Todos los consejeros matrimoniales dicen que es como una planta que hay que cuidar. Para mí, hay que cuidar la convivencia, pero no el amor, porque el amor se da o no se da. Aunque también hay una lealtad. Cuando tengo alguna tirantez con mi mujer, yo la recuerdo a la edad que tenía cuando nos conocimos, a sus 18 años. Entonces me acuerdo de esa chica y digo: “¿Cómo voy a portarme mal con ella?”.
¿Silvia fue la primera mujer de la que te enamoraste?
No, a los 9 años creo que tenía dos enamoradas –sonríe–. Y tuve otra enamorada que iba a buscar a la salida del colegio y me traicionó con un amigo. Fue terrible.
Cuando viajaste a España, ¿fuiste con Silvia?
No, ella me esperó esos cuatro años. Nos casamos a mi regreso, en 1960.

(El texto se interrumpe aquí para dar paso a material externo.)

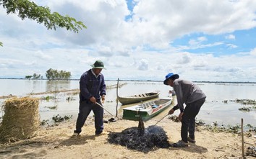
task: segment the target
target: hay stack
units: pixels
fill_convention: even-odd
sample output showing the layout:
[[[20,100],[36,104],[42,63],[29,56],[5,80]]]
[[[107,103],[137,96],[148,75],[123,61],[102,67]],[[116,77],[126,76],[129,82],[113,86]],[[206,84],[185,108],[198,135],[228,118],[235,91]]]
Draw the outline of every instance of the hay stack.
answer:
[[[39,99],[12,98],[4,103],[0,141],[13,142],[34,137],[40,126]]]

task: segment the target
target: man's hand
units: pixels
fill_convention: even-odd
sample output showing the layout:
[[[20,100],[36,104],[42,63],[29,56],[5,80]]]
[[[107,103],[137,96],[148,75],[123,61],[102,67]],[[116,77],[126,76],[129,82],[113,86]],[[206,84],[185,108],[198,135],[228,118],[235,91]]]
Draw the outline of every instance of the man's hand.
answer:
[[[104,101],[105,101],[105,95],[103,95],[103,96],[101,96],[101,102],[103,104]]]
[[[174,109],[171,109],[169,111],[169,112],[168,113],[168,114],[171,115],[171,114],[174,114]]]
[[[184,112],[182,112],[182,113],[179,114],[179,121],[182,121],[183,114],[184,114]]]
[[[93,103],[93,104],[95,104],[96,103],[96,99],[94,98],[94,96],[92,96],[90,98],[90,102]]]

Se esperaron con correspondencia de por medio, con cartas que viajaban en barco y tardaban un mes en llegar. Pero como se escribían con frecuencia, llegaban seguido. “Un día cometí la estupidez de botar todas las cartas para –adopta un falso tono de queja– acabar con el pasado y seguir para adelante”, dice Ricardo con el ceño fruncido. “Qué estúpido, ¿no? De joven era muy impulsivo”.
Ahora, con casi 80 años cumplidos, dice que ya vivió bastante y tuvo más cosas de las que podía imaginar. “No tengo sino que decir ‘ya, pues, la muerte es una parte de la vida’. Antes que ser un viejo senil, prefiero morirme, que me den una pastillita”, asegura. Piensa que la eutanasia es un “derecho humano” y que el que se suicida es porque no aguanta una situación de presión.

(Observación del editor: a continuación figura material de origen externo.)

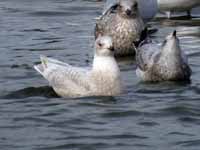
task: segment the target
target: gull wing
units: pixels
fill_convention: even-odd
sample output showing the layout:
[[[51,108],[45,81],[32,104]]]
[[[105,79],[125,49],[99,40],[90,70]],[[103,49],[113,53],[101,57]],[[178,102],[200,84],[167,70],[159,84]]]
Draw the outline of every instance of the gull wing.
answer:
[[[160,47],[156,43],[144,43],[136,51],[137,66],[142,71],[148,70],[149,67],[158,61],[159,54]]]
[[[72,67],[67,63],[41,56],[41,64],[34,68],[57,89],[68,89],[70,86],[79,90],[90,90],[89,71]],[[77,89],[77,90],[78,90]]]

–¿El suicidio no es un acto cobarde?
–¡Tonterías! He tenido un pariente que se suicidó por eso; tenía tantas cosas encima que se tiró por la ventana… –Se levanta para encender una luz. Hemos conversado largamente y ya anocheció–. Así pienso, pero solo respondo por lo que digo hoy –vuelve a sonreír. Luego me mira con semblante bondadoso y añade–: Creo que ya tienes para escribir un libro.